Before the week is out I'll have to mention that it is Red Squirrel Week. They are rare however here in our valley in Northumberland there is a small enclave of them. They are jumping about the trees in the monastery grounds apparently. Learn more about Red Squirrels here.

Oh, and just for fun, here is a link to something a bit different. I think the idea is to take it all with a pinch of salt.

Tuesday, October 03, 2006

Little Big Things

A long time friend in the Dharma wrote me recently. She wrote about the many surgeries on her legs and hips she has undergone, starting in 2004. She also wrote about the surgeries yet to come and about her present need for assistance to get about at all. My backpack days are defiantly history, she says. Perhaps you could come over to mainland Europe and visit us? Her message certainly put my little thoughts of wanting to put traveling behind me into perspective. I’d not thought of traveling being an offering to those who are not as mobile as I am able to be. Reminders to not become stuck in ones limiting thoughts and ways come in small packages, such as a friendly email like this one. Thank you.

Monks carry the Alms bowl, symbolic of practice generally. Of giving and receiving unconditionally all that passes through it, which includes difficult letters, emails that are a shout and phone calls which are wet with tears. Oh, and emails telling of the joy of training and ones that inspire and encourage too.

We talk about alms, both material and spiritual, having boundless merit, and that self and other benefit from making offerings. At first sight, encountering monks on an Alms Round for example, one could see this exchange as, the monks are fed by the householders and the monks offer spiritual blessings and Buddhist teachings. There is much more going on though, both on the round and in the life of pure practice. In the ultimate sense there is no one who gives or receives since they are one seamless movement. There is simply a field of merit open handedly benefiting beings. In the relative world, the one we live in, we can get caught up in our little thought and ways, of measurement and evaluation, of right and wrong.

Out on the Alms Round in Mt. Shasta a month ago I was struggling physically. We had been instructed to carry the bowl on the left side but somehow I was unconsciously trying to carry it on my right side. Half way round having walked already for one hour, I realized I was bending myself out of shape. It is simply not possible to carry something on both sides at the same time, so I paid attention and quickly my back stopped hurting. Now, which is the correct side? The left, the receptive side or the right, the giving side and does it actually matter? Today I ventured into our library to ask a question of our truly inspirational Librarian. (He is probably the only monk of our Order who reads this blog too.) While in the library I flicked through a periodical, as one does.
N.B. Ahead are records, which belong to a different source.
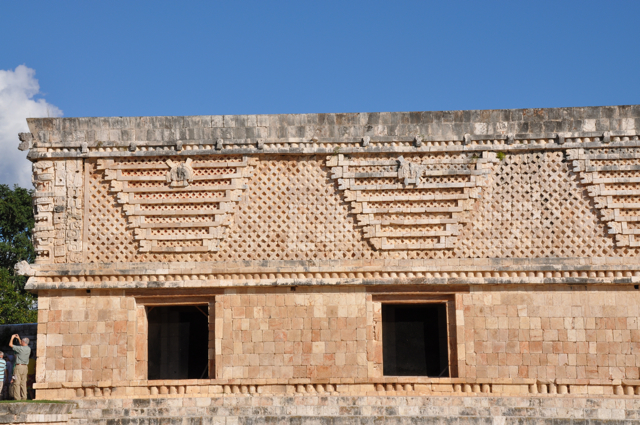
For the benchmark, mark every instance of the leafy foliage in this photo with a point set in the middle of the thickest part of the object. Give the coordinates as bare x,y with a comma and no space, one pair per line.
16,225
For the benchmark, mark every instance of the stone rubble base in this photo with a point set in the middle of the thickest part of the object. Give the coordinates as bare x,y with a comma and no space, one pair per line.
335,410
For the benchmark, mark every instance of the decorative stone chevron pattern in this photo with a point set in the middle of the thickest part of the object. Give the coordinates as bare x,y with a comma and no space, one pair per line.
413,203
58,205
612,179
177,205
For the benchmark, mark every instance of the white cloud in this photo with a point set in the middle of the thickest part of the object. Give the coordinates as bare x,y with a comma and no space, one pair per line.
17,89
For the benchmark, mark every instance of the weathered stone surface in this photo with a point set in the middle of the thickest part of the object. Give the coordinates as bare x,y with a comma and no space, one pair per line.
295,229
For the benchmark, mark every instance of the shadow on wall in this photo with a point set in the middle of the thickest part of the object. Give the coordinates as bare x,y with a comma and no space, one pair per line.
27,330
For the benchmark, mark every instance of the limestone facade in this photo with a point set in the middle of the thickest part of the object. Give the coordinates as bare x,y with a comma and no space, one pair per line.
292,232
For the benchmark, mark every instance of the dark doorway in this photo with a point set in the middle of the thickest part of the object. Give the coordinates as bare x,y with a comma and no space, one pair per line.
178,342
414,340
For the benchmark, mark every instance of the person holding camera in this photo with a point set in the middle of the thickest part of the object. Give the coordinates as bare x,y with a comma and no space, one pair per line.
20,370
3,369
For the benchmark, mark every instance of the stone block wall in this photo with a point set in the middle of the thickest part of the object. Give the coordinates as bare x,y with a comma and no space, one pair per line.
314,335
85,337
556,333
309,333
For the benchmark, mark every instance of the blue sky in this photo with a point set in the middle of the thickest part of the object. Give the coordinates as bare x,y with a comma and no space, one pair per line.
121,58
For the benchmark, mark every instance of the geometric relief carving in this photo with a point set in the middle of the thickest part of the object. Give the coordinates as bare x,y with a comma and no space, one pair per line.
176,205
612,179
415,203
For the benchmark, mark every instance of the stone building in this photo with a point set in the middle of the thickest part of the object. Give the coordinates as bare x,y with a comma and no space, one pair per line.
459,254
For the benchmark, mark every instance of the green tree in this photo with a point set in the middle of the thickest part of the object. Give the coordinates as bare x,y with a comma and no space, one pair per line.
16,226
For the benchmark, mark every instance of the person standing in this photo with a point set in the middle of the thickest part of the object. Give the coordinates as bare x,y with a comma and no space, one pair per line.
20,369
3,368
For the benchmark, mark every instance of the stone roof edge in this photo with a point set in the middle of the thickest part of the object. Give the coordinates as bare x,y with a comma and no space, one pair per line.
324,133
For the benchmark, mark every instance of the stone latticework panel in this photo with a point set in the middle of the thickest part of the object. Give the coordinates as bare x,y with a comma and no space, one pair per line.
58,203
177,206
415,203
612,179
532,206
535,207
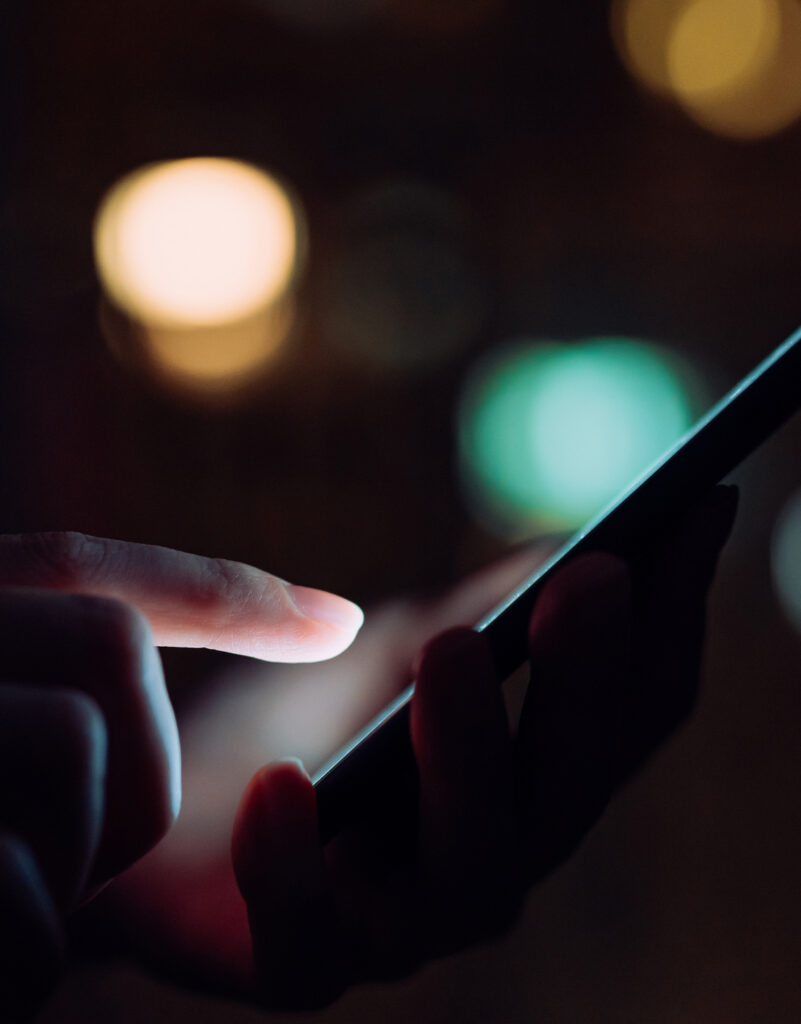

And there was a photograph of a venerable Theravada monk carrying his bowl, on the right side!

My little mind is glad it discovered the traditional way to carry the Theravada Alms bowl. Of course the teaching of the walking of the Alms Round is that it is an offering, an extending of the field of merit of pure practice to all beings. At the end of the message, referring to this blog, my friend and spiritual benefactress said: Thank you for sharing the Little Big Things of your training and daily life! The teaching of the Alms bowl is one of those Little Big Things in terms of Buddhist teachings within our tradition. That’s the fathomless and finite coming together.

Yep, that’s the heart of it. Pure practice and daily-life are not separate practices.

BTW: The alms bowl that is given at monks ordination in our Soto Zen tradition is much smaller than the Theravada ones and are held directly in front when walking or standing.